Aslı Büyükköksal toplulukta keman çalıyor... "Biz aslında albüm fikrinden çok konseri seviyoruz ama bir albüm de yapabiliriz" diyor ve ekliyor: "Sahnede olmak bizi besleyen bir durum. Konserlerden birkaç gün önce bir araya gelip birlikte vakit geçiriyoruz. Hallerimiz birbirine geçiyor... Bazen oturup makam çalışmaları yapıyoruz. Müziğin doğru kullanıldığında şifa veren bir gücü var. Zaten bu Anadolu topraklarında bilinen bir durum. Pek çok makamımız pek çok derde deva. Bunlar araştırılmış, üzerinde yüzyıllardır çalışılmış şeyler. Çalarken bazen dinleyicinin ruh haline göre repertuvar ya da makam değiştirebiliyoruz.

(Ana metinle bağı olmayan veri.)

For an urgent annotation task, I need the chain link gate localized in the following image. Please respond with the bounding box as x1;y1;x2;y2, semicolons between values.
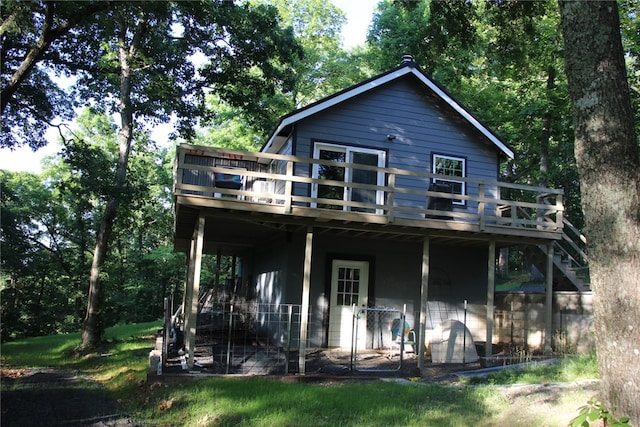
350;306;417;372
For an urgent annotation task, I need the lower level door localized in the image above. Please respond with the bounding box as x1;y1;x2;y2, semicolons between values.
329;260;369;350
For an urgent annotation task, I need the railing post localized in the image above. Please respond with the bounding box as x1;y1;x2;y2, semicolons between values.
556;194;564;231
284;160;294;214
387;173;396;223
478;183;486;231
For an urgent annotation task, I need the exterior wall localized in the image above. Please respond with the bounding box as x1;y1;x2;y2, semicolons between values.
494;292;595;353
294;76;498;214
254;229;487;346
245;232;595;352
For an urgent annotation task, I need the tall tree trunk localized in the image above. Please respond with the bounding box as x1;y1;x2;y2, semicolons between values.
82;13;146;348
560;1;640;425
0;1;110;113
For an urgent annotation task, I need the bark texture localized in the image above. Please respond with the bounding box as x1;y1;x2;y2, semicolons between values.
560;1;640;425
82;13;141;348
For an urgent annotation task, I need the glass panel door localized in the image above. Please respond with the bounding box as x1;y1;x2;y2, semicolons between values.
329;260;369;350
315;147;346;210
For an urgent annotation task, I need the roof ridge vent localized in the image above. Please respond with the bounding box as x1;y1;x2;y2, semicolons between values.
400;54;413;64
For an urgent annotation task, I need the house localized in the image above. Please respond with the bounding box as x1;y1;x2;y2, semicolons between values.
174;56;592;373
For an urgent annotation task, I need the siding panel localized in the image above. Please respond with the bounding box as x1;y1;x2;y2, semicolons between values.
295;76;498;214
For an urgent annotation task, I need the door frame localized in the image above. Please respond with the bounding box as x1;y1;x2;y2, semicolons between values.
322;253;376;348
311;141;387;214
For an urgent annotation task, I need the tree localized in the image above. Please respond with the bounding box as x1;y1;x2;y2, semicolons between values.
0;0;110;150
2;0;299;347
560;1;640;425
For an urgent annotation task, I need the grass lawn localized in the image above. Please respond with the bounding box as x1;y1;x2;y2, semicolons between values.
2;323;597;426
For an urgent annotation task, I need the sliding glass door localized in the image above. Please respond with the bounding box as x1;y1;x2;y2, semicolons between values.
312;143;386;213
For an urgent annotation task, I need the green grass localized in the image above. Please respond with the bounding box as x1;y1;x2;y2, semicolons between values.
464;353;599;385
2;323;595;426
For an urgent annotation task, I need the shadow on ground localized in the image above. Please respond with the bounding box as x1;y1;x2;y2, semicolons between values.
0;369;135;427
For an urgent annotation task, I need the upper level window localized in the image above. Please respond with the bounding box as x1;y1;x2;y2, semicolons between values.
311;143;385;213
432;154;467;205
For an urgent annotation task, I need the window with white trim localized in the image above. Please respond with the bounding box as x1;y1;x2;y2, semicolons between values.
431;154;467;205
311;142;386;213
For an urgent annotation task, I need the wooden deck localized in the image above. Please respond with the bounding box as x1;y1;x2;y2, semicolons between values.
174;144;563;251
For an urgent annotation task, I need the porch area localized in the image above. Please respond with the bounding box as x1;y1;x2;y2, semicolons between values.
174;144;564;374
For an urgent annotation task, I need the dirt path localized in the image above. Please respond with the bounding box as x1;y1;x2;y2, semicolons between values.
0;369;135;427
0;369;599;427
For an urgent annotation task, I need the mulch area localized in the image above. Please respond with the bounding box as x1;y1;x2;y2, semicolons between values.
0;369;136;427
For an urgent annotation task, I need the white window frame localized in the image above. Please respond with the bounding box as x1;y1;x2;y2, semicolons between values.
311;142;387;214
431;153;467;206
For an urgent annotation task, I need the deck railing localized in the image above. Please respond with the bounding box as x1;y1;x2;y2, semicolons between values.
174;144;563;234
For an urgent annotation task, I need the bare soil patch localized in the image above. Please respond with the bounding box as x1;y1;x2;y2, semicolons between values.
0;369;135;427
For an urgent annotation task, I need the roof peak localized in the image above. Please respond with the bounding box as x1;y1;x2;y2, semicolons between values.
400;53;415;64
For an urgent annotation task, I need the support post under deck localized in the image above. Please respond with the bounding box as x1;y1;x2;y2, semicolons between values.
484;239;496;357
544;243;553;353
298;226;313;375
418;234;429;373
184;213;205;368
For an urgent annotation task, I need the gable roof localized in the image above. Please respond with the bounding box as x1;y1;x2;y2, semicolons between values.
261;57;514;159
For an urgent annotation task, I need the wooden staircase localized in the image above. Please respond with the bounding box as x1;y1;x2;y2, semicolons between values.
524;218;591;292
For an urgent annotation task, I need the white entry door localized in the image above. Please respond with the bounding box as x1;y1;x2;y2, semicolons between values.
329;260;369;350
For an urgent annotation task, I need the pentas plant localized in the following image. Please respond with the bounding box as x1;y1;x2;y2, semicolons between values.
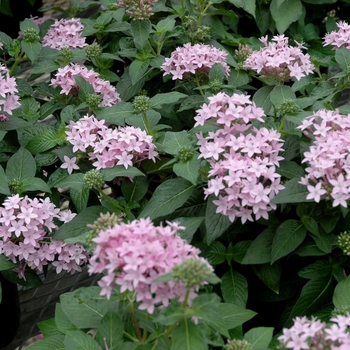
0;0;350;350
245;34;314;82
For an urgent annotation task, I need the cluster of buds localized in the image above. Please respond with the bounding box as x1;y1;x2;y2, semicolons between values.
116;0;158;21
298;110;350;207
0;195;87;278
66;115;158;170
161;43;230;80
244;35;315;82
89;218;213;314
42;18;87;49
51;63;120;107
0;62;21;117
195;93;284;224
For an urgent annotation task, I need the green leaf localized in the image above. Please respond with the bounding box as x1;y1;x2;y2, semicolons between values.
170;318;208;350
95;102;134;126
217;303;256;329
271;177;312;204
335;47;350;73
270;85;296;107
163;131;193;156
221;268;248;307
26;334;64;350
284;275;334;328
53;206;107;240
60;286;118;334
129;59;150;84
271;219;306;264
21;41;41;63
253;86;273;114
203;195;232;245
298;260;332;279
139;178;195;219
173;216;204;243
173;155;201;185
242;225;277;265
21;177;51;193
270;0;303;34
276;160;305;179
333;276;350;310
243;327;273;350
149;91;188;109
64;331;99;350
96;310;124;350
101;165;145;181
0;254;16;271
253;264;282;294
0;165;11;196
229;0;255;18
54;303;77;334
131;19;152;49
26;129;59;154
6;147;36;180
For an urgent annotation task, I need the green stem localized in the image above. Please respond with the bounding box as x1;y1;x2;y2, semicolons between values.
128;301;142;342
97;188;124;212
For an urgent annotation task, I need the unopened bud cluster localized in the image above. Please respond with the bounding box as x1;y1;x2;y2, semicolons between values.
133;95;151;114
84;169;105;189
338;231;350;255
23;28;40;43
171;259;213;289
224;339;253;350
86;43;102;57
177;147;194;162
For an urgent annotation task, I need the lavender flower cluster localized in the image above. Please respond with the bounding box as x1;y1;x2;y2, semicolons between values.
244;35;315;82
160;43;230;80
51;63;120;107
42;18;87;49
298;110;350;207
195;93;284;224
66;115;158;170
89;218;213;314
0;195;87;278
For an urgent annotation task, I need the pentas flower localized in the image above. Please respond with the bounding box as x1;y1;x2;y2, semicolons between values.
89;218;213;314
42;18;87;49
51;63;120;107
0;64;21;117
278;314;350;350
0;195;87;278
323;21;350;50
195;93;284;224
66;115;158;170
298;110;350;207
160;43;230;80
244;34;315;82
115;0;158;21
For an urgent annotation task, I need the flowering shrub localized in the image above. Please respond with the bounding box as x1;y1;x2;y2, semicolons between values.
0;0;350;350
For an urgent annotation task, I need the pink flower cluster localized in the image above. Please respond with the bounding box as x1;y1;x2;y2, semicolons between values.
298;110;350;207
195;93;284;224
66;116;158;170
42;18;87;49
323;21;350;50
0;195;87;278
160;43;230;80
278;314;350;350
0;64;21;117
244;35;315;81
51;63;120;107
89;218;212;314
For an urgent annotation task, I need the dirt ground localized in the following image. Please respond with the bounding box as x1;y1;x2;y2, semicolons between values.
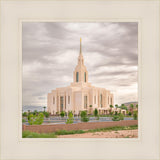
57;129;138;138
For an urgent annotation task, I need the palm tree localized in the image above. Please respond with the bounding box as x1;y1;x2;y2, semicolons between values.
130;104;134;114
43;106;46;112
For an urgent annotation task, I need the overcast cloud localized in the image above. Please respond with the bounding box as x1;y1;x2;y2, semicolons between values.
22;22;138;106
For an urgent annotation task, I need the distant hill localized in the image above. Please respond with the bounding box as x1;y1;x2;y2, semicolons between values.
22;106;47;112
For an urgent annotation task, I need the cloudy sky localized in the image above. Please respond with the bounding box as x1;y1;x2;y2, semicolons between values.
22;22;138;106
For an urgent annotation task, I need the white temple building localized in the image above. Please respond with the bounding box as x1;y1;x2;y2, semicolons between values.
47;39;114;114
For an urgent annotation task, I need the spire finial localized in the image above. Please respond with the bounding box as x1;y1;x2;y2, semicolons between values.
80;38;82;54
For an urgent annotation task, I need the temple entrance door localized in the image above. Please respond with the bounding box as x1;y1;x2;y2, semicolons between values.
60;96;64;112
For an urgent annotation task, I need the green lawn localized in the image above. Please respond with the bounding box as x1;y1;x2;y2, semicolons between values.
22;125;138;138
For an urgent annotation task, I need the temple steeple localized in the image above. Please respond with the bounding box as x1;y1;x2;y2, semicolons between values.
73;38;88;83
79;38;82;54
78;38;84;65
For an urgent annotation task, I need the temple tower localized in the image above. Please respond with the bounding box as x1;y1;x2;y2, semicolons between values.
73;38;88;84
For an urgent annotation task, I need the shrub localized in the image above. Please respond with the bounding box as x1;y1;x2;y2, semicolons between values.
110;112;114;115
60;111;65;118
115;111;118;115
66;112;74;124
22;131;57;138
133;111;138;120
22;112;27;117
112;115;120;121
22;119;26;123
28;113;44;125
43;112;50;118
128;112;132;116
94;108;98;117
81;111;89;122
33;110;38;115
119;113;124;120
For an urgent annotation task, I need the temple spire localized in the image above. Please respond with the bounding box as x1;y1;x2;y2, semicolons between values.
79;38;82;54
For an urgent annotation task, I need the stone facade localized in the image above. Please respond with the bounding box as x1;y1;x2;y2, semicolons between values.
47;40;114;114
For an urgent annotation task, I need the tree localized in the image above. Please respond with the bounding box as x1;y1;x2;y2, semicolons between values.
66;111;74;124
28;113;44;125
43;106;46;112
81;111;89;122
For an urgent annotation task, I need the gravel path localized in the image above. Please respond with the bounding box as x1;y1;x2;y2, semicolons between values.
57;129;138;138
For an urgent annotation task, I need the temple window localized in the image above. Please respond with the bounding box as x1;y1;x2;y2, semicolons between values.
76;72;79;82
84;72;86;82
53;97;55;104
108;96;109;104
68;96;70;104
100;94;103;108
84;96;87;109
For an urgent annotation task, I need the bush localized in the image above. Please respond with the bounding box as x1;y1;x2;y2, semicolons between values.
22;119;26;123
22;112;27;117
60;111;65;118
22;131;57;138
81;111;89;122
133;111;138;120
94;108;98;117
128;112;132;116
110;112;114;115
112;115;120;121
33;110;38;115
43;112;50;118
28;113;44;125
119;113;124;120
115;111;118;115
66;112;74;124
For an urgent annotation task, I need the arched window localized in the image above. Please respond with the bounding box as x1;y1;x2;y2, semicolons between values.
100;94;103;108
84;72;86;82
76;72;79;82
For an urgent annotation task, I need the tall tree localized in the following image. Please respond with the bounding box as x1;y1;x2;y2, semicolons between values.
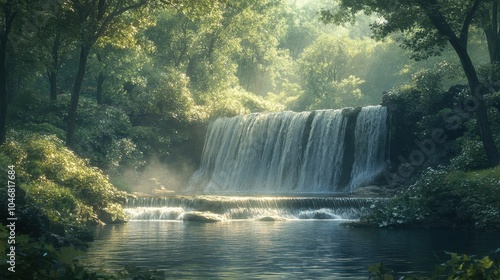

O ortamda nasıl bir ruh haline, nasıl bir müziğe ihtiyaç olduğunu hissediyorsunuz... Müziğin bu gücünü düşününce farkında olmadan ne kadar çok istemediğimiz sese, müziğe maruz kaldığımızı düşünüyor insan. Müziğin ve seslerin aydınlık olduğu kadar karanlık, insanı kötü bir ruh haline götüren tarafları da var. Duyduğumuz sesler, dinlediğimiz müzikler bizi derinden etkiliyor."